Resisto a todas as evidências que me deviam persuadir de que já não me amas e sinto-me muito mais disposta a abandonar-me cegamente a minha paixão do que aos motivos que me dás para me queixar da tua falta de atenção.
Quantas inquietações me terias poupado se a tua maneira de proceder tivesse sido tão desleixada nos primeiros dias em que te vi, como me tem parecido que é de algum tempo a esta parte! Mas quem não se deixaria enganar, como eu me deixei, por tantos desvelos, e quem os não teria por sinceros? Quanto custa resolver-nos a suspeitar por muito tempo da boa-fé daqueles que amamos!

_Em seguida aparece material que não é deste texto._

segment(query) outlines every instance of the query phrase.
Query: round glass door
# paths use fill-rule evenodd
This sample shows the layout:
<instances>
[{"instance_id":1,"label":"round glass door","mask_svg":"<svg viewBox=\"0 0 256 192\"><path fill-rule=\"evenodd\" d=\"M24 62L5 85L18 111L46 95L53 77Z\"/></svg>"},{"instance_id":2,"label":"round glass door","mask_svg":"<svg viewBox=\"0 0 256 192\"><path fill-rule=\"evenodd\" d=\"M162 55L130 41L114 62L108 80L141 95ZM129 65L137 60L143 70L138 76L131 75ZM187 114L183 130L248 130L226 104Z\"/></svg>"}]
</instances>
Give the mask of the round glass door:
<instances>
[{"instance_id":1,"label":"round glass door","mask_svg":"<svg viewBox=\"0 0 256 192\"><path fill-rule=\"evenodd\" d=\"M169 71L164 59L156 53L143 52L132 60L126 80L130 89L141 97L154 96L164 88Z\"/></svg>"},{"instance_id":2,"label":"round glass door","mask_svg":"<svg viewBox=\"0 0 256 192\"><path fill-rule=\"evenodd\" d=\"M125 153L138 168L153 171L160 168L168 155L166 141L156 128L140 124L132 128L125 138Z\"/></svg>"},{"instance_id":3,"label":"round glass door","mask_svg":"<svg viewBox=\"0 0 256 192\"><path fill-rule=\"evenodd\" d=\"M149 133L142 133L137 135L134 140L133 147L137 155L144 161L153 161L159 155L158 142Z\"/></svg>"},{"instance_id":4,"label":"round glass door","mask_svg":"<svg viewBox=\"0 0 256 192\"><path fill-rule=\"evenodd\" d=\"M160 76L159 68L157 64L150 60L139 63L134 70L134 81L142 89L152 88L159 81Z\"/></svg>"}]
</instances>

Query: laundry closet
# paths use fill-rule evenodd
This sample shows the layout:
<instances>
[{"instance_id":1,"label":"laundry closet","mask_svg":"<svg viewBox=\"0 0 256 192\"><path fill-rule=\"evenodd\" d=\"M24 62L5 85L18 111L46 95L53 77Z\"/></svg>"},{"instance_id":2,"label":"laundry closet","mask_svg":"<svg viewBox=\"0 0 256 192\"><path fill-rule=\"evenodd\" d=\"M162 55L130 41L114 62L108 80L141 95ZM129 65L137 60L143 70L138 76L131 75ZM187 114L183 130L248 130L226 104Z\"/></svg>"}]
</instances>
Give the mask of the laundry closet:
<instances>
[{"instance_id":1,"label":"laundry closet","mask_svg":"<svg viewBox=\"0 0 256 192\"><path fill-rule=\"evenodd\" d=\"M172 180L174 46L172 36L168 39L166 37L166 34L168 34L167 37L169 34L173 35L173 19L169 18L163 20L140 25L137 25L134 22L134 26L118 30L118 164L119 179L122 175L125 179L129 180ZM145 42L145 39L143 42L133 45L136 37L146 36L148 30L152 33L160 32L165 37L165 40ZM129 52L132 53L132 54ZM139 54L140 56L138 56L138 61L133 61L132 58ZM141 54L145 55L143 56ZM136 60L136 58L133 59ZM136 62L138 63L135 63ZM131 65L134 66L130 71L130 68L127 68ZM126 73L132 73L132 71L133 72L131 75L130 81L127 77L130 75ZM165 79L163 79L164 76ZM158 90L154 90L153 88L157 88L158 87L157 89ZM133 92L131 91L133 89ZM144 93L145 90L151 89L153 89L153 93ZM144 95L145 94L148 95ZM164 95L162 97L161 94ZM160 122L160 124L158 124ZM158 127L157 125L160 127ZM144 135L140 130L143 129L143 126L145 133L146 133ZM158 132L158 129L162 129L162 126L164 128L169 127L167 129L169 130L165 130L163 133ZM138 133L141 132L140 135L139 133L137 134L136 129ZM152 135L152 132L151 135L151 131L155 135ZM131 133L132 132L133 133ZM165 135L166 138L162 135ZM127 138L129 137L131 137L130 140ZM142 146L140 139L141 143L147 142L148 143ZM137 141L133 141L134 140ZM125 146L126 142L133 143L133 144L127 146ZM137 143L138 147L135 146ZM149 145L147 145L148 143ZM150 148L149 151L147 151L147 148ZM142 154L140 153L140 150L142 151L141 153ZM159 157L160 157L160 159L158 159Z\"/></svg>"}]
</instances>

Bem vejo que a mais pequena desculpa te basta, e nem sequer tens a preocupação de ma dar. No entanto, o amor que tenho por ti serve-te com tanta fidelidade que não posso consentir em te considerar culpado senão para gozar do inefável prazer de eu própria te justificar.
Consumiste-me com a tua assiduidade!
Inflamaste-me com os teus transportes!
Encantaste-me com as tuas complacências!
Tranquilizaste-me com as tuas juras!
A minha violenta inclinação me seduziu, e o que se seguiu a estes inícios tão agradáveis e tão felizes são apenas lágrimas, suspiros e uma morte atroz, sem que a isso possa dar remédio algum.
É verdade que tive prazeres bastante surpreendentes amando-te: mas custam-me agora terríveis dores! São sempre extremas as emoções que de ti me vêm!

Se tivesse obstinadamente resistido ao teu amor, se te tivesse dado algum motivo de preocupação e de ciúme para te inflamar ainda mais, se tivesses notado na minha conduta algum artifício; enfim, se tivesse querido opor a minha razão a inclinação natural que tenho por ti e que te apressaste a fazer-me notar (embora os meus esforços tivessem certamente sido inúteis), poderias punir-me com severidade e usar do teu poder, Mas tu pareceste-me amável, antes mesmo de me teres confessado o teu amor. Testemunhaste-me uma grande paixão, e fiquei deslumbrada e abandonei-me a amar-te perdidamente.
Não estavas tu tão cego como eu! E, então, porque deixaste que eu caísse no estado em que me encontro? Que querias fazer de todos os meus arroubos, que não podiam deixar de ser para ti bem importunos?» In Soror Mariana Alcoforado, Cartas Portuguesas, texto da primeira edição francesa de 1669, Europa América, 1974.